Lahey prendeu a respiração.
Scott riu.
– Se você tiver uma camisa e uma cueca boxer para me emprestar, serei muito grato.
– Elas vão te engolir, mas tudo bem. Vou pegar. – Ele se levantou, mas foi contido quando Scott o segurou pela cintura. – O que é isso?
– Dizem que se chama abraço – murmurou ele junto ao peito de Isaac.
– Engraçadinho – disse ele junto ao cabelo do moreno enquanto o abraçava pelos ombros com
firmeza. Mais uma vez ele foi atingido pela sensação de tê-lo ali, não só ali em seus braços,
mas em sua casa e, para ser sincero, em sua vida. Foi uma constatação um pouco assustadora, mas ele não estava surpreso. Não depois de vê-lo com Darcy, impressionado pela forma como Scott soubera o quê e quando dizer. Mais ainda, por ele ter sido sincera.
Tudo nele era quase bom demais para ser verdade. – Quando é que você vai se revelar?
Scott inclinou o rosto para encará-lo.
– Quando vou me revelar?
– Você sabe. Quando é que você vai me contar que é casado, ou que está sendo procurada pelo FBI porque invadiu uma lanchonete e roubou a receita secreta deles para dar aos russos, ou que faz parte do programa de proteção a testemunhas porque desarticulou a máfia italiana sozinho, ou que você na verdade é um lobisomem adolescente que estive procurando?
A esse ponto, Scott já estava rindo.
– Do que diabos você está falando?
Segurando o pescoço dele, Isaac roçou os polegares pelos pontos de pulsação.
– Você é bom demais para ser verdade, Scott. Eu continuo esperando que você estrague tudo, mas você cuida de tudo que lhe aparece com uma graça certeira e uma força infalível. Você é incrível.

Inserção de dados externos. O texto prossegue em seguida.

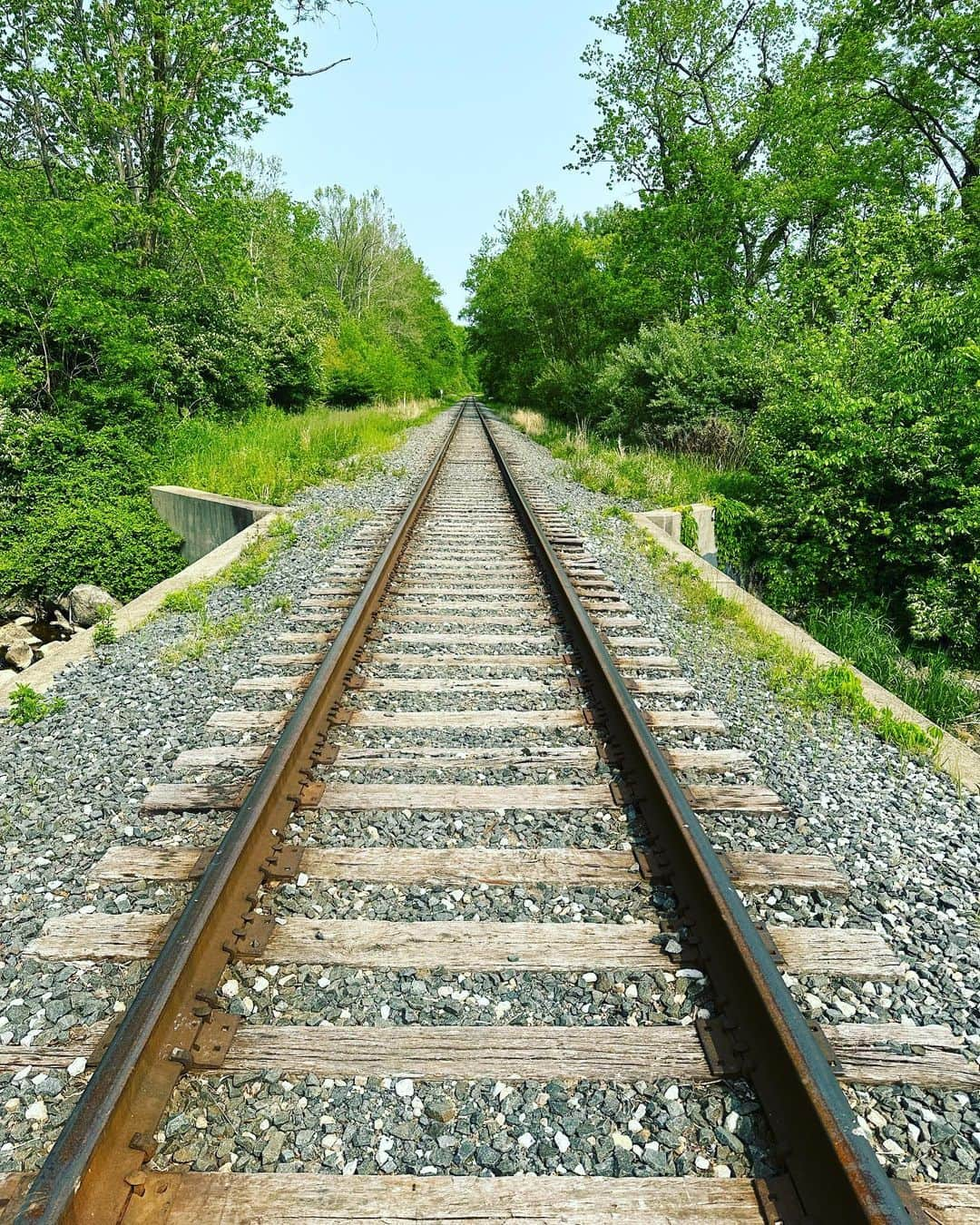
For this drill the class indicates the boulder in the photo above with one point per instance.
(13, 634)
(20, 655)
(86, 602)
(15, 606)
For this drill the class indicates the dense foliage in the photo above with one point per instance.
(797, 294)
(151, 273)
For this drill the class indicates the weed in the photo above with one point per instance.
(654, 478)
(188, 601)
(871, 644)
(271, 454)
(104, 632)
(28, 706)
(339, 524)
(206, 633)
(793, 675)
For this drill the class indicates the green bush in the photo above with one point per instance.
(120, 545)
(76, 510)
(683, 386)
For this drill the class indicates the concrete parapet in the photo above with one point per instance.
(81, 646)
(203, 521)
(953, 756)
(669, 522)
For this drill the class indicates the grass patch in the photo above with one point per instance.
(867, 640)
(104, 632)
(340, 522)
(28, 706)
(654, 478)
(795, 676)
(663, 479)
(245, 571)
(271, 455)
(209, 632)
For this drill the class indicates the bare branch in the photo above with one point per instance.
(297, 73)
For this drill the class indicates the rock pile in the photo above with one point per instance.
(20, 641)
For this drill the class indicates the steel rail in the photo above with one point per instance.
(835, 1171)
(93, 1170)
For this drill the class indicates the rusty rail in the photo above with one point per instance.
(833, 1172)
(93, 1173)
(94, 1166)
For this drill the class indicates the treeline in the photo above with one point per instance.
(151, 271)
(797, 294)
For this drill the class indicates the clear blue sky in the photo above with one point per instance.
(450, 107)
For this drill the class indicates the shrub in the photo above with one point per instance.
(683, 386)
(120, 545)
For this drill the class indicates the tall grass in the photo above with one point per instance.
(653, 478)
(271, 455)
(868, 642)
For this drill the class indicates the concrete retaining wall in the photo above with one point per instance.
(41, 675)
(205, 521)
(671, 524)
(953, 756)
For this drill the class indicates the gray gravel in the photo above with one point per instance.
(373, 1126)
(71, 786)
(903, 832)
(850, 798)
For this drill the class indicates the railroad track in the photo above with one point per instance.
(465, 658)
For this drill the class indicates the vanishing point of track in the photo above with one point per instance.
(469, 559)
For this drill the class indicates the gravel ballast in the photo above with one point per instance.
(902, 833)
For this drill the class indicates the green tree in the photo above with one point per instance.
(142, 93)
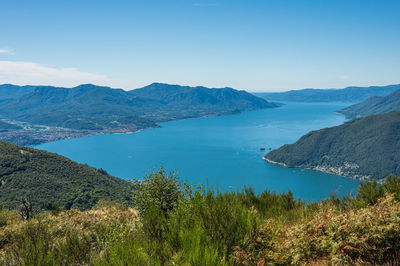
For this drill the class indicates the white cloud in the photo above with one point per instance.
(6, 51)
(29, 73)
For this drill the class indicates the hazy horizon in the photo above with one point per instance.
(256, 46)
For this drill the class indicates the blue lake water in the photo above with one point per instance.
(222, 151)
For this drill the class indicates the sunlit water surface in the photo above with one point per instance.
(222, 151)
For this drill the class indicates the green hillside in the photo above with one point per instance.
(4, 126)
(362, 148)
(373, 105)
(48, 179)
(349, 94)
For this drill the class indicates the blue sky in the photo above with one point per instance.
(254, 45)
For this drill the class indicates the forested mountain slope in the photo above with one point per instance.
(362, 148)
(50, 179)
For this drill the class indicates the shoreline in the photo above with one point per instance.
(322, 169)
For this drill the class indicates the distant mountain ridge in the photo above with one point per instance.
(363, 148)
(373, 105)
(348, 94)
(9, 91)
(89, 109)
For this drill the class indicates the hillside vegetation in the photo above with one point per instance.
(349, 94)
(362, 148)
(48, 180)
(176, 224)
(373, 105)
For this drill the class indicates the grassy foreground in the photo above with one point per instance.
(176, 224)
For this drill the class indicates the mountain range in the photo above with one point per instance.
(349, 94)
(89, 109)
(373, 105)
(362, 148)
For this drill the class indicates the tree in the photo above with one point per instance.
(155, 198)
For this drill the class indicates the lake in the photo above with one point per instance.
(221, 151)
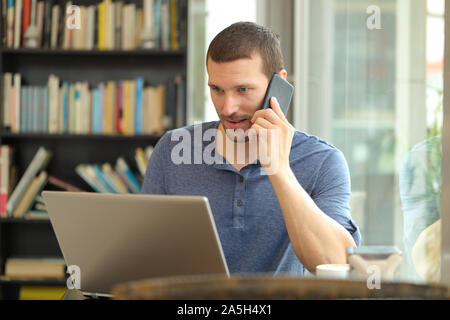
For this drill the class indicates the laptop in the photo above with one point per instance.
(116, 238)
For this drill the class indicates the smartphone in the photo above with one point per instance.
(280, 89)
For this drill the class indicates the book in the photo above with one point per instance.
(7, 84)
(40, 10)
(54, 27)
(29, 196)
(102, 179)
(127, 176)
(15, 116)
(17, 23)
(41, 292)
(113, 178)
(10, 24)
(88, 174)
(35, 268)
(39, 162)
(61, 183)
(26, 18)
(53, 89)
(140, 160)
(138, 103)
(6, 176)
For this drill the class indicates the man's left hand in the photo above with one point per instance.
(274, 133)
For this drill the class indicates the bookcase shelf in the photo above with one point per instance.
(32, 282)
(7, 136)
(23, 221)
(72, 52)
(35, 238)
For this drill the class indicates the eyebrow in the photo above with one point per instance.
(244, 85)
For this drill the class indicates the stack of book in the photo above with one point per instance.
(29, 186)
(108, 25)
(120, 179)
(35, 268)
(8, 176)
(126, 107)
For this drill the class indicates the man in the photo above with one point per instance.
(295, 217)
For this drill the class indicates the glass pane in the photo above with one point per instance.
(382, 64)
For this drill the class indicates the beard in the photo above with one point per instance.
(237, 132)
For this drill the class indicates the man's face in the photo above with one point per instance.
(237, 90)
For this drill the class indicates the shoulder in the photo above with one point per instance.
(313, 149)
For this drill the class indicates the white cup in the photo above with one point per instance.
(333, 271)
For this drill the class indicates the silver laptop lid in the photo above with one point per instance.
(115, 238)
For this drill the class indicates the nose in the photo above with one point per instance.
(230, 105)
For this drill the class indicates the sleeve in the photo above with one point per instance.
(154, 180)
(332, 191)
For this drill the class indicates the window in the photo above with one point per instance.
(374, 89)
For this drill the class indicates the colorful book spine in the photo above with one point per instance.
(138, 110)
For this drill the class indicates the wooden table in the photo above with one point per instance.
(269, 287)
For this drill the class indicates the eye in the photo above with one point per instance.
(216, 89)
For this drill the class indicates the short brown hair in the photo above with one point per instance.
(241, 40)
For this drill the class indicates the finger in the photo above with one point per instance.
(275, 105)
(265, 123)
(267, 114)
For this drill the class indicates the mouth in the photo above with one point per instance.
(236, 124)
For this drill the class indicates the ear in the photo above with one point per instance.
(283, 74)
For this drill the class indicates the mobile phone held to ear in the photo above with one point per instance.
(280, 89)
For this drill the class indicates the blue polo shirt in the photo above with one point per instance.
(245, 207)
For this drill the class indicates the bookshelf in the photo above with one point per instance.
(35, 238)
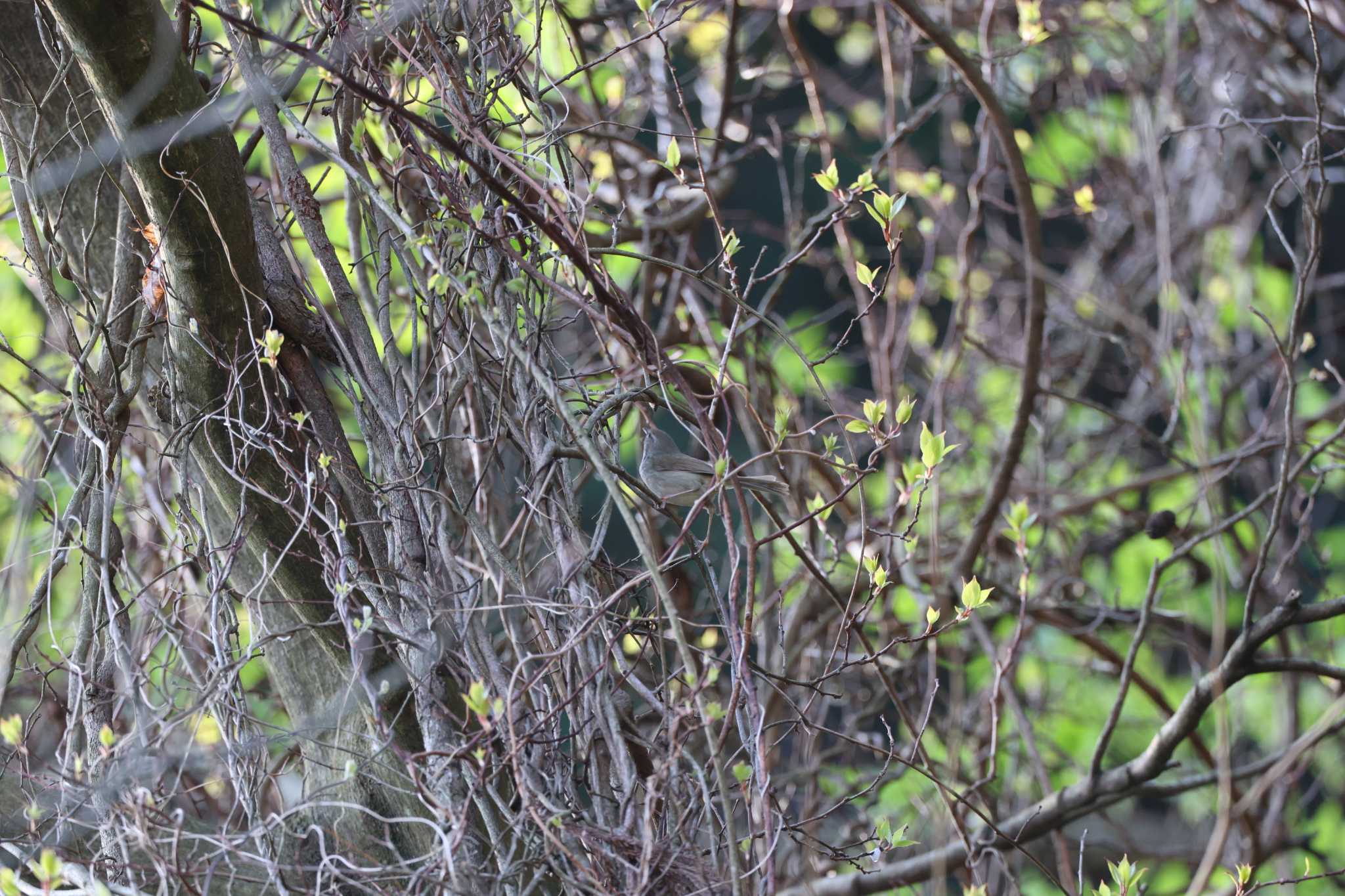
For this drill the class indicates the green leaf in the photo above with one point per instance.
(973, 595)
(931, 448)
(732, 245)
(11, 730)
(829, 179)
(865, 273)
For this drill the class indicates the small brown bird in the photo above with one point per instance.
(681, 479)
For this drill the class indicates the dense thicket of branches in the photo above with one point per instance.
(330, 330)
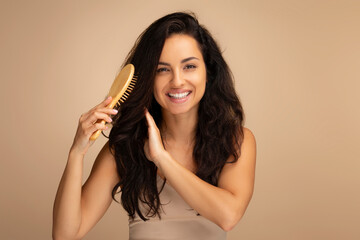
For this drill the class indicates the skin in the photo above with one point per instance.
(226, 203)
(77, 208)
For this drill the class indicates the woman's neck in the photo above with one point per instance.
(179, 129)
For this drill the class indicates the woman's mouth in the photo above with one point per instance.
(178, 97)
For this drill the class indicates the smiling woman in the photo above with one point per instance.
(178, 152)
(181, 76)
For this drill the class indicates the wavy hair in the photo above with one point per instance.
(219, 132)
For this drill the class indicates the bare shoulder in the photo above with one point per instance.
(249, 136)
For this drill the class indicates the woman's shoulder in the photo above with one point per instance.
(248, 134)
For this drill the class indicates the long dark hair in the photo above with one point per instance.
(219, 132)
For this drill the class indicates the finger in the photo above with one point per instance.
(149, 118)
(105, 102)
(96, 117)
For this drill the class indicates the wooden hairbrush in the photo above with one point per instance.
(120, 90)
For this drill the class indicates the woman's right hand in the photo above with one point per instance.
(87, 126)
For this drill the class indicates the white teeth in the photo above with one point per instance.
(178, 95)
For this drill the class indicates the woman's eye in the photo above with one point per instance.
(161, 70)
(190, 66)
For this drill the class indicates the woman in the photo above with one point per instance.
(177, 151)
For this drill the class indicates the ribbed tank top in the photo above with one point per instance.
(178, 220)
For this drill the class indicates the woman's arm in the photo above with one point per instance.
(223, 205)
(78, 208)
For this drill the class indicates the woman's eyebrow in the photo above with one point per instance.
(182, 61)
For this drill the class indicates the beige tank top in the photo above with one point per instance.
(178, 220)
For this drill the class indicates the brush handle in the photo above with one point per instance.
(96, 134)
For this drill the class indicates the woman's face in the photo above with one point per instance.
(181, 75)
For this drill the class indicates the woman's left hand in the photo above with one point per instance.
(153, 146)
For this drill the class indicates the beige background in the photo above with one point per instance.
(296, 65)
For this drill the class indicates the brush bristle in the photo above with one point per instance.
(127, 92)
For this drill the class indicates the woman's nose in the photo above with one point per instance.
(177, 79)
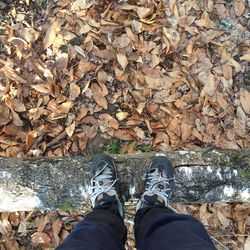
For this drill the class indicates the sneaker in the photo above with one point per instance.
(103, 180)
(159, 183)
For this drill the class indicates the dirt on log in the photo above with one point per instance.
(208, 175)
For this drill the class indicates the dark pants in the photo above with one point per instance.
(156, 228)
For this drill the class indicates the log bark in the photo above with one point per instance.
(208, 175)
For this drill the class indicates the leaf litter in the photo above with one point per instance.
(156, 68)
(171, 75)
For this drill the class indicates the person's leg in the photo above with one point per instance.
(103, 228)
(159, 227)
(156, 225)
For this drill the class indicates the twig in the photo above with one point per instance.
(225, 247)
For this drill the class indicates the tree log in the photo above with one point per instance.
(208, 175)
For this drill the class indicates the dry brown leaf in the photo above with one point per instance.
(51, 33)
(30, 139)
(102, 77)
(98, 96)
(85, 67)
(172, 35)
(124, 134)
(122, 115)
(121, 42)
(210, 85)
(209, 4)
(110, 122)
(70, 129)
(105, 54)
(245, 100)
(239, 7)
(143, 12)
(16, 119)
(186, 21)
(82, 113)
(56, 226)
(139, 133)
(22, 229)
(205, 21)
(74, 91)
(43, 88)
(40, 238)
(227, 71)
(12, 75)
(122, 60)
(186, 129)
(136, 26)
(245, 57)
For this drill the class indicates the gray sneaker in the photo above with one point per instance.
(159, 183)
(103, 182)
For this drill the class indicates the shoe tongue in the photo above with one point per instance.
(104, 198)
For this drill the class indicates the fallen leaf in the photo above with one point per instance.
(210, 85)
(74, 91)
(245, 57)
(102, 77)
(51, 33)
(40, 238)
(245, 100)
(16, 119)
(139, 133)
(30, 139)
(121, 42)
(143, 12)
(124, 134)
(122, 115)
(98, 96)
(70, 129)
(227, 71)
(22, 229)
(43, 88)
(12, 75)
(239, 7)
(122, 60)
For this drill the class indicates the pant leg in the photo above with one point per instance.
(158, 227)
(102, 229)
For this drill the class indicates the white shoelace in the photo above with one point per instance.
(155, 179)
(104, 176)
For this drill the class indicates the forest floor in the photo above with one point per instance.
(83, 76)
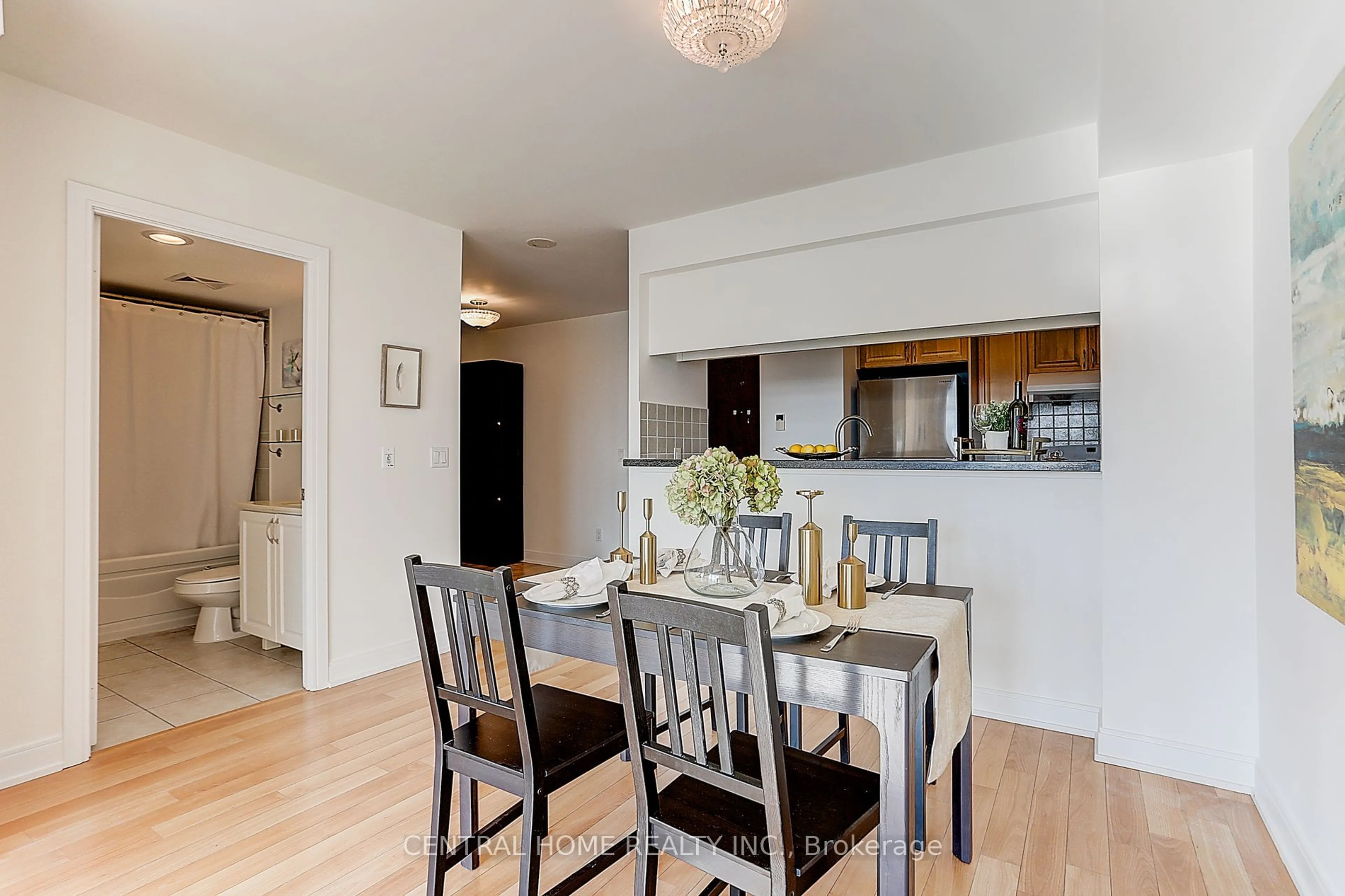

A risada de Scott foi murchando até que ambos estavam olhando um para o outro num ambiente cujos únicos sons eram os de uma casa velha: o estalo da calefação, a lufada de ar do sistema de aquecimento central, o gotejamento de uma torneira em algum lugar próximo, o zunido baixinho da geladeira.
– Sou só eu, Bad Angel.
Ele lutou para não estremecer. Naquele momento, um momento que significava algo maior do que ele poderia abarcar com sua mente e coração, ele não quis mais que Scott o chamasse pelo nome do meio.
Ele queria ouvi-lo chamando-o de Isaac. Ele ia contar a ele – esta noite.
Todas as suas cartas estavam na mesa.